Near Caches are invalidated by invalidation events. Invalidation events can be lost due to the fire-and-forget fashion of eventing system. If an event is lost, reads from Near Cache can indefinitely be stale.
To solve this problem, starting with Hazelcast 3.8, Hazelcast provides eventually consistent behavior for IMap/JCache Near Caches by detecting invalidation losses.
After detection of an invalidation loss, stale data will be made unreachable and Near Cache's
get calls to that data will be directed to underlying IMap/JCache to fetch the fresh data.
You can configure eventual consistency with the system properties below (same properties are valid for both member and client side Near Caches):
hazelcast.invalidation.max.tolerated.miss.count: Default value is 10. If missed invalidation count is bigger than this value, relevant cached data will be made unreachable.

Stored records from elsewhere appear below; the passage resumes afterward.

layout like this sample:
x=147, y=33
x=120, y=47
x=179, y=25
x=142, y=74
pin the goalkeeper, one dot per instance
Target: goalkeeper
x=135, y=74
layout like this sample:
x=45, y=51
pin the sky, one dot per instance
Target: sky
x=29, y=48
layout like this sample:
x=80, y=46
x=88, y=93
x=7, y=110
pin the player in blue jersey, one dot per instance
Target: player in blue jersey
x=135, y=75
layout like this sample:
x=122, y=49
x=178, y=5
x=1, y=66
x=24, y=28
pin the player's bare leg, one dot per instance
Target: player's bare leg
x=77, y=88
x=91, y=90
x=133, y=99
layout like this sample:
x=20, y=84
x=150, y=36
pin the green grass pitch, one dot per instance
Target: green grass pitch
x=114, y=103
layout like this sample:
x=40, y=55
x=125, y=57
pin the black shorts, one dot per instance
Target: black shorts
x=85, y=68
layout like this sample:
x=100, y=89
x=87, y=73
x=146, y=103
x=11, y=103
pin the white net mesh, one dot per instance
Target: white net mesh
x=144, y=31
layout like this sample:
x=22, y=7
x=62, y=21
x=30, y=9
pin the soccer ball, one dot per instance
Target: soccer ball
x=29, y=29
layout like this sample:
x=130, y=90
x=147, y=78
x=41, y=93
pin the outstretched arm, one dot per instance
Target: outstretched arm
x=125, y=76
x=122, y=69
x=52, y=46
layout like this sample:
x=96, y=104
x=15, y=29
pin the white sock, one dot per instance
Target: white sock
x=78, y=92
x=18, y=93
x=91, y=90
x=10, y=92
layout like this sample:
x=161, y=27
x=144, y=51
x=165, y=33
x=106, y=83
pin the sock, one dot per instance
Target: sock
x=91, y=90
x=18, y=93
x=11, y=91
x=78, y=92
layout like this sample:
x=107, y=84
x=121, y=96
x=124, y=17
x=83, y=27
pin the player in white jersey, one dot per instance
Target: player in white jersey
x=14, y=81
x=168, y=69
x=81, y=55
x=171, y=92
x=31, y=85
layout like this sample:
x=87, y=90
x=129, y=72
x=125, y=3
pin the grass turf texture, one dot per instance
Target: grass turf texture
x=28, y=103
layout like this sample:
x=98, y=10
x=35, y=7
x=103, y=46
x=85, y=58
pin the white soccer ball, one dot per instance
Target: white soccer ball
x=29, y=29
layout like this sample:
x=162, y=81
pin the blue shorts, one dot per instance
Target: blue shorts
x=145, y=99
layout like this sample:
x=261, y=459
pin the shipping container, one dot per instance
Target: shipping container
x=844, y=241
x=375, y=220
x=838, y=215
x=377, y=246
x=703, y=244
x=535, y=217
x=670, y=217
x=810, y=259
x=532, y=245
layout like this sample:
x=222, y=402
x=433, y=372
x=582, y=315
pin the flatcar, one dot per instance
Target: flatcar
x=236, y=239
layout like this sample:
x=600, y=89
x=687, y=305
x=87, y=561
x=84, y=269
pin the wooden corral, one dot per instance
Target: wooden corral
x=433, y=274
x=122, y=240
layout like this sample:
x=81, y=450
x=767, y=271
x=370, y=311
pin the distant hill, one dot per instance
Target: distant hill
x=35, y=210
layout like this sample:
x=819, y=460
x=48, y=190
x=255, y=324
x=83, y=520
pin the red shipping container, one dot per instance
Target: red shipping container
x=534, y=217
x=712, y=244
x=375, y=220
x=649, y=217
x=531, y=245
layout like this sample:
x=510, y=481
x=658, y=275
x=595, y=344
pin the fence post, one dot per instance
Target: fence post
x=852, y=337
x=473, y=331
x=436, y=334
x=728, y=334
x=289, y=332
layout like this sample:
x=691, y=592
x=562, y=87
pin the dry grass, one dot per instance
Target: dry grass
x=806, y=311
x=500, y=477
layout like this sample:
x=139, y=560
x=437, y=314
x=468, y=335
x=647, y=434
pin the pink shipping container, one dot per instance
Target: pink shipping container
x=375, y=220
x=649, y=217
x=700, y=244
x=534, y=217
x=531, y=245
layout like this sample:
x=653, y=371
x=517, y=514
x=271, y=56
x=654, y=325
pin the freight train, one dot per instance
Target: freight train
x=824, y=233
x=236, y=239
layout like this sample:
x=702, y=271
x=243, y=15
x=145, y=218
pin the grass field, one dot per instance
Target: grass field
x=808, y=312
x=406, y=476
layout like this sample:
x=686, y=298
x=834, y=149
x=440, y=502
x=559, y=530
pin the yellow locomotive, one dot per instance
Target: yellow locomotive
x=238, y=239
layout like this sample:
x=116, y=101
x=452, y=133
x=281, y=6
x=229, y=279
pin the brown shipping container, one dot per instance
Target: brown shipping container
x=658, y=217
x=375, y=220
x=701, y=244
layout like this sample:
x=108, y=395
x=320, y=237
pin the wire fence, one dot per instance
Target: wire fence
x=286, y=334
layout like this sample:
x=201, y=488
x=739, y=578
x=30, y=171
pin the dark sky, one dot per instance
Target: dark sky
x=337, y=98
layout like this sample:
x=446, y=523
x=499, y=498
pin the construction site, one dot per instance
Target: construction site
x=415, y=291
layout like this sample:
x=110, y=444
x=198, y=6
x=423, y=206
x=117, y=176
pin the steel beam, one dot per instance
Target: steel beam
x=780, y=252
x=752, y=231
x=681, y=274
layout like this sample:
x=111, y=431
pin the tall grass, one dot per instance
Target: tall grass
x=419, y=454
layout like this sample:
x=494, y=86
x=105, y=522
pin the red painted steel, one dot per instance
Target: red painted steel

hazelcast.invalidation.reconciliation.interval.seconds: Default value is 60 seconds. This is a periodic task that scans cluster members periodically to compare generated invalidation events with the received ones from Near Cache.
Locally Initiated Changes
For local invalidations, when a record is updated/removed, future reads will see this update/remove to provide read-your-writes consistency. To achieve this consistency, Near Cache configuration provides two update policies:
If you choose
INVALIDATE, the entry is removed from the Near Cache after the update/remove occurs in the underlying data structure, and before the operation (get) returns to the caller. Until the update/remove operation completes, the entry's old value can still be read from the Near Cache.
If you choose
CACHE_ON_UPDATE, the entry is updated after the update/remove occurs in the underlying data structure and before the operation (put/get) returns to the caller. If it is an update operation, it will remove the entry and the new value will be placed. Until the update/remove operation completes, the entry's old value can still be read from the Near Cache. Any threads reading the key after this point will read the new entry. If the mutative operation was a remove, the key will no longer exist in the the Near Cache and the original copy in the member.